Eat Your Vegetables: "Inglorious Basterds" (Tarantino, 2009)

Eat Your Vegetables: "Inglorious Basterds" (Tarantino, 2009) January 26, 2012

Each week in Eat Your Vegetables, Jonathan Sircy shares the benefit and appeal of some of the culture’s more inaccessible or intimidating artifacts.

Cultural Vegetable of the Week: Inglorious Basterds (2009)
Vegetable Equivalent: The beet
Nutritional Value: A cinematic lesson in ethical causality
Recommended Serving Size: All in one sitting, preferably while drinking a glass of milk and eating apple strudel with whipping cream

 “I’m gonna give you a little something you can’t take off.” – Lt. Aldo Raine to Col. Hans Landa

Since the new millennium began, Quentin Tarantino has been obsessed with revenge. Why? My guess is the aftermath of 9/11. The emotional dynamics of vengeance have taken international center-stage, particularly with the US’s reaction to the attack on the Twin Towers.

I’m not sure if Tarantino can explore those dynamics any better than he has in this film.

Hitler has been the basic yardstick for evil for the past sixty-plus years. The Holocaust is the crime of the 20th century. The film’s startling conclusion works not only because its characters have animus towards Hitler but because the audience does too.

In this way, Inglorious Basterds works through the ways film/art/cultural representations play an active role in defining how we live in the west. When Slavoj Žižek praises cinema as ideology at its purest, as the art form that teaches us how to desire, he is talking about films like Inglorious Basterds. We get to think through the logic of revenge using recent history’s most incendiary test case.

The film features Tarantino’s chapter-based style, with each section presenting a morality drama. We see characters presented with the choice of saving themselves and letting others die or sacrificing themselves with the possibility that such a sacrifice will still not save anybody. Every choice is loaded, and no choice comes responsibility-free.

The thing that I admire most about the film, having seen it four times now, is that it enforces moral responsibility.  Milton Friedman advocated the economic principle, “There ain’t no such thing as a free lunch.” Basterds shows us there’s no such thing as a free moral choice. Ideas and actions have consequences.

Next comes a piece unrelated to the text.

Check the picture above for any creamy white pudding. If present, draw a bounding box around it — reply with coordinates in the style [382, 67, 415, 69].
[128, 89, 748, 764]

I felt this most acutely in the tense tavern scene. The scene is dialogue heavy as both the Allied characters and audience keep praying for the scene to end. The camera lingers on drinks and cigarettes, on the happy faces of the Nazi officers and the anxious faces of the disguised Allied soldiers. Minute upon minute passes by, the tension mounting the longer the Nazis and Allies who are posing as Nazis drink together. Quickly, things escalate and suddenly we have a British officer and a Nazi officer pointing guns at each other’s testicles. The British officer wants to take the Nazi officer outside with him, but the Nazi officer refuses. He says that if the Allied officers are to live, they will have to kill every single Nazi soldier in the tavern, including the enlisted man who became a father five hours ago. No free lunch. The stakes are huge, Hitler and the end-of-the-war huge. There will be collateral damage. Any plan that doesn’t account for that is blatantly deceitful, not only to others but to one’s self.

To alter slightly Aldo’s above remark to Hans Landa, vengeance is the moral decision you can’t take off. That’s what Aldo’s swastika carvings are all about. The Nazi soldiers will go back home, take off their uniforms, and pretend like their war experience never existed: the Nazi scar on their forehead prevents them from making that denial. This also goes for the Basterds themselves. It’s important that everyone but Aldo and Utvich get killed in the line of duty.

Tarantino ups the ante of this revenge flick even more by setting the film in 1941 and 1942, a detail I had missed in earlier screenings. This means that while the US would have started fighting (post-Pearl Harbor), the US would not have lost a majority of its men in either Europe or Asia. The film’s ending means D-Day is unnecessary. More than that, it probably makes Hiroshima and Nagasaki unnecessary.

The film’s success is directly attributable to its willingness to engage with the ideological and aesthetic possibilities of cinema itself. War never found a better proponent than film, particularly during the aftermath of World War II (cf. Vonnegut’s ruminations on this fact in Slaughterhouse-Five). For those who think Inglorious Basterds is simply a mindless propaganda film, note that the entire concluding chapter represents/critiques that simplistic kind of (and reaction to a) film, i.e., the mindless shoot-em up that glorifies jingoism and a “nation’s pride.”

I don’t think the film is morally irresponsible or needlessly vengeful. It shows that revenge bears deadly fruit. It insists on actual guilt and actual punishment. It is not a film about moral contingency. It is a film about moral culpability.